Não pude competir nas outras 5 edições, seja por estar em Fortaleza, lesionada ou fora de forma. Na 5º, fui como treino, fazendo os 3,9 Km em 19:02. Tinha prometido a mim mesma que na próxima iria para valer, para fazer para uns 16/17 min.

Ao contrário da vez passada, fiz minha inscrição pela Internet e não na hora com medo de que esgotasse, já que quase não há corridas nessa época do ano e provavelmente encheria.

No dia, acabei saindo de casa para me aquecer um pouco mais tarde do que gostaria, às 7:25 e não às 7:15. Fui trotando até o Portão 17 do Célio de Barros, peguei meu número e dei mais uma volta em trote. Depois foi só conversar um pouco com os amigos e com o presidente da FARJ, Carlos Alberto Lancetta, que estava contando várias estórias interessantes do atletismo carioca.

Realmente deu bastante gente. Tinha mais de 300 pessoas no local. Isso é muito bom para espalhar a todos os corredores o descaso com o atletismo carioca. Tem muita gente que corre que desconhece o problema.

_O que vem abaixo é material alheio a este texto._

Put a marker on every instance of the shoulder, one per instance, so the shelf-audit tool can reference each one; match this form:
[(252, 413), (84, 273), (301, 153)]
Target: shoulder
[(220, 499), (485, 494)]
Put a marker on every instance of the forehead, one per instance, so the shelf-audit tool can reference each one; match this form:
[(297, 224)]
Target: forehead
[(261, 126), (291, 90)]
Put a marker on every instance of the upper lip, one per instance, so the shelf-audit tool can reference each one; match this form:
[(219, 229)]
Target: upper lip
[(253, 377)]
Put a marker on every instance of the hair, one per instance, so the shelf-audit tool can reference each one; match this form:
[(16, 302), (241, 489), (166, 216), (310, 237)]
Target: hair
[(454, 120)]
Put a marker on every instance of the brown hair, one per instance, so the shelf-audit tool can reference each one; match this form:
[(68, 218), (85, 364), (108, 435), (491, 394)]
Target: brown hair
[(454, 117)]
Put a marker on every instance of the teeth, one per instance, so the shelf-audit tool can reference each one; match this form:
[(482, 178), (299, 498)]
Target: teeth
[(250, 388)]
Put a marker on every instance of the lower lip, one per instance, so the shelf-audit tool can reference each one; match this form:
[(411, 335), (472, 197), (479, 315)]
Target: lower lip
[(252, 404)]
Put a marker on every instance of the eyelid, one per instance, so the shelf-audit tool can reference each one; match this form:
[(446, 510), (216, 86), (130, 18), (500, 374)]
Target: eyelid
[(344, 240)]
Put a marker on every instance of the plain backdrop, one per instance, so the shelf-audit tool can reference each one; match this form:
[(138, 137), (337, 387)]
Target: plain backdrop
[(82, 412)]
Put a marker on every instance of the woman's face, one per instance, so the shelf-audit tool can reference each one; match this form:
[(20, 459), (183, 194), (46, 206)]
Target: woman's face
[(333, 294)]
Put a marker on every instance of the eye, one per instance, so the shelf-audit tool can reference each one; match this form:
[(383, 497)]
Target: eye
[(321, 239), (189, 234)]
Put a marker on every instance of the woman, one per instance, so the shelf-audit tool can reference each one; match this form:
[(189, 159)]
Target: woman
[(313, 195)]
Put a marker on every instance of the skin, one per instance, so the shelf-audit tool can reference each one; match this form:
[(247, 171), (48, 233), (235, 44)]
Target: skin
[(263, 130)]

A largada atrasou uns 10 min. Logo de início tive que driblar umas pessoas que saem na frente para trotar e saí forte. Até demais. Passei quase toda a primeira volta abaixo de 4:10 por Km. Me excedi, pois na segunda volta não consegui manter o mesmo ritmo. O Gilson foi junto comigo quase o tempo todo. Acabou que terminei os 3,9 Km em 17:07, resultado dentro do esperado. Poderia ter sido melhor se tivesse saído um pouco mais devagar. São 3,9 Km para quem corre na pista o tempo todo e passa direitinho atrás do Museu do Índio. Se cortar caminho na curva ou pelo parque aquático, dá menos.

Depois, comi bastante banana e abacaxi. E tirei muitas fotos com os amigos. Pedi também a Edneida para me inscrever na Copa Rio de Cross Country. Meu desempenho nessa corrida não me permitirá dar vexame entre os atletas federados se no dia der tudo certo.

Não se sabe ao certo a data da próxima edição. Só não dá muito para ficar escolhendo data por causa das outras corridas porque todo domingo vai ter corrida grande depois de março. Para competir em pé de igualdade, talvez devessem tentar algum patrocínio para manter o mesmo preço e fazer um estrutura maior, fechando a rua, percurso maior, com pórtico de largada mais pomposo, camiseta, medalha mais sofisticada, etc.

Depois de muito papo voltei para a casa e cometi um grande erro: pedi para minha mãe fazer sua deliciosa lasanha de pão árabe. Isso não seria problema se no dia 20 não tivesse que correr a Corrida de São Sebastião.